Christoph didn’t imagine there would be so many horrible-looking things beneath the rocks he turned, one by one. It had been several years since he had felt fit enough to brave the cold outside, the air and wind, people’s stares. It felt cold for him even in the milder months; that was part of dying. A young couple owned the property now—he had no idea when that happened. Harold had been a genuine kind of person. Guarded, and maybe a little hostile, but genuine—he had gotten into trouble with the IRS and sat in prison somewhere, then it had been Guinevere and her children. She was a widower of the old-stock who wore long dresses, floated around the house with a quietly haunting air of reservation and forbearance, and never, ever remarried—would not even consider it for a second. Where she went, Christoph didn’t know but he wished he could have said goodbye, maybe tried some more of the cider her son brought round in crates—and he would bring his guitar too, and they would listen, and draw incrementally closer to each other, he and Guinevere. Well that was over now, he thought. His brother Gabe, behind him, hummed a tune they had together remembered on their drive up and the sound of the acoustic guitar became jumbled and obscured in his head.

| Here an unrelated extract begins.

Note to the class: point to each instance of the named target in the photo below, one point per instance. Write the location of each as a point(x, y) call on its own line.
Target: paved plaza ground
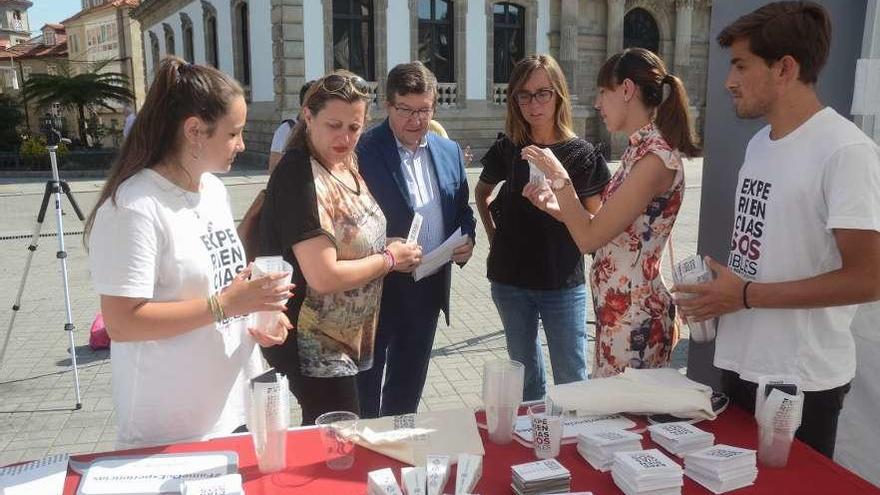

“Pity it wasn’t metal,” Gabe called, “then we could’ve used a metal detector.”
“Yes, obviously,” Christoph muttered. He straightened up and pressed at his lower back, kneading with fat, cold fingers that would have done much better as supple, warm women’s fingers. The pain never stopped. Never pretended to slow down or diminish. Never produced anything but the very familiar anxiety of living, of being involved in the same stuff as the plants, the vegetable matter through which they dug and searched—this ridiculous, beloved and very dear tradition. Pain brought him back face-to-face with the kingdom animalia—Germany; Brazil; Des Moines, Iowa. All were a part of him, and he was was becoming a permanent part of them all. His brother hummed louder, swung an invisible metal detector over the woodland floor. A breeze picked up and scattered the leaves around Christoph. The trees arced, susurrated and squeaked—their bones and their limbs squeaked. Christoph felt his heart tremble, drop—blood rushed to his head and he gasped. It wasn’t a heart-attack, or a stroke—he’d had enough of both to know the difference. It was something.
“Agony,” he said, and lowered himself onto the ground. The soil was cold, damp and wonderful beneath his hands. “This is the land of the living.”